- Extract from curcumin — a chemical found in turmeric — could prevent or treat non-alcoholic fatty liver disease, according to results of a study on rats done by researchers at the Harry S. Truman Memorial Veterans Hospital in Columbia, Missouri. The findings were published in the journal Physiological Reports.
- In the study, rats were exposed to a "Western diet" high in fat, sugar and cholesterol — complete with sweetened drinking water. Some also got curcumin extract. Those with the extract showed less liver inflammation, fewer molecular markers for fatty liver disease, and not as much of an imbalance between free radicals in the body and antioxidants to neutralize them.
- Shavon Jackson-Michel, director of medical & scientific affairs at turmeric extract manufacturer DolCas Biotech, said in a press release the findings were "especially significant" because there are not many conventional treatments for non-alcoholic fatty liver disease. The condition is thought to affect almost a third of the population.
Turmeric, which is a common source of curcumin, is hailed as a miracle ingredient.
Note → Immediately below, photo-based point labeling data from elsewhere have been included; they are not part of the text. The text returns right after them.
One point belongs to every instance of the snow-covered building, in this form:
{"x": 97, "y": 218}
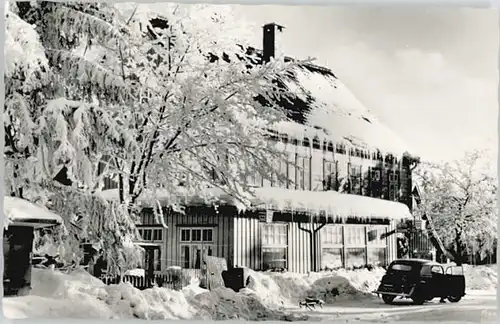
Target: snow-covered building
{"x": 21, "y": 217}
{"x": 351, "y": 184}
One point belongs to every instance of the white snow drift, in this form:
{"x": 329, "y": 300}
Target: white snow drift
{"x": 269, "y": 296}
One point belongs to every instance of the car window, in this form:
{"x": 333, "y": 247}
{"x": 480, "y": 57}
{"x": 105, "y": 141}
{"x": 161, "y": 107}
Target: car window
{"x": 437, "y": 269}
{"x": 401, "y": 267}
{"x": 425, "y": 271}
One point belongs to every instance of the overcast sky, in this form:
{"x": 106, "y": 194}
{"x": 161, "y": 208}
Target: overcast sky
{"x": 429, "y": 74}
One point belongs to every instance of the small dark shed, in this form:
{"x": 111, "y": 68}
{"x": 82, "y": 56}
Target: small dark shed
{"x": 21, "y": 217}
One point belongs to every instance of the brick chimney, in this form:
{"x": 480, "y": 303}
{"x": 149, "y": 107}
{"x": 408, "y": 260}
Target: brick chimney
{"x": 269, "y": 40}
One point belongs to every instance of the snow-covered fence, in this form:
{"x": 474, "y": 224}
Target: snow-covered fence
{"x": 175, "y": 281}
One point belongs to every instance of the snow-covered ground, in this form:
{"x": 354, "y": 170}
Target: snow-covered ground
{"x": 270, "y": 296}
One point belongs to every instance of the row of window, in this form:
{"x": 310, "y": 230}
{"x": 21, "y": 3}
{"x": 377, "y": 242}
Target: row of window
{"x": 337, "y": 148}
{"x": 341, "y": 246}
{"x": 298, "y": 175}
{"x": 151, "y": 234}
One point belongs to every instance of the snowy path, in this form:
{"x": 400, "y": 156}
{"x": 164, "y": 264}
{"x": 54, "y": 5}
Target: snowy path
{"x": 474, "y": 308}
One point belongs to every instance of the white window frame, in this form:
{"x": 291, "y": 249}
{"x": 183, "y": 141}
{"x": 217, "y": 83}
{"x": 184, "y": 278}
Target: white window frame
{"x": 280, "y": 245}
{"x": 384, "y": 244}
{"x": 329, "y": 231}
{"x": 153, "y": 230}
{"x": 202, "y": 244}
{"x": 332, "y": 173}
{"x": 345, "y": 245}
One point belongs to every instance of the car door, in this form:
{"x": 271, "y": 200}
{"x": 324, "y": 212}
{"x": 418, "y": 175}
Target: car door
{"x": 438, "y": 285}
{"x": 455, "y": 280}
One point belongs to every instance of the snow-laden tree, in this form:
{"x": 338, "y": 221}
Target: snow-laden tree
{"x": 460, "y": 196}
{"x": 171, "y": 102}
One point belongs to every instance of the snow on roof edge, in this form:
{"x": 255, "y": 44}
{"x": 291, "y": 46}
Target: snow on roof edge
{"x": 332, "y": 203}
{"x": 21, "y": 210}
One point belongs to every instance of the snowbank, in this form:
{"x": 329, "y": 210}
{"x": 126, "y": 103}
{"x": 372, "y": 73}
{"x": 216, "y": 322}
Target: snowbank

This study adds to the root's reputation. Curcumin is thought to decrease inflammation, so the spice that comes from the ground yellow root is used to treat or prevent several conditions. According to WebMD, it's used to treat arthritis, heartburn, diarrhea, Alzheimer's disease, ulcers, fever and cancer.
The vibrant yellow spice adds a distinct flavor to food, and is popular not just for health benefits, but for the color it brings. In 2016, there was a 21% increase of new product launches containing turmeric. The ground root, which is a major component in curry powder, now lends its health halo to everything from coffee to chocolate. In Google's 2016 analysis of web searches dealing with food and beverage, turmeric was a "rising star." In just 12 months, search interest in the ingredient jumped 56%, and YouTube videos on the golden spice — mostly on its health benefits — logged 3.9 million views.
As benefits of curcumin continue to be found, turmeric will likely start turning up in more places. This is both good and bad news. While turmeric is generally safe in most normal quantities, the spice tends to have a bitter taste. It's good as a savory addition to some products, but it can be difficult to hide the taste in items on the sweeter end of the spectrum. While international tastes are trending, products spiced with turmeric are likely to be popular. Still, there is likely to be a limit to how much of it consumers want to eat.
The spice, which often comes from India, also is often linked to lead contamination. Turmeric powder comes from grinding a root, and has not been found to naturally contain lead. A Harvard researcher examined soil to see if it might be the source of the contamination. Her report was inconclusive, but health experts say the lead may get into the spice through processing, and it has been rumored that lead might be added as a matter of course to give the powder more weight.
While the health benefits of the root may outweigh the risks, manufacturers should be careful to select turmeric from sources that have been found to be pure. They also should consider taste and saturation when adding it to products. Turmeric can add zip to some products, but it may take it away from others, making them something consumers steer clear of — despite the health benefits.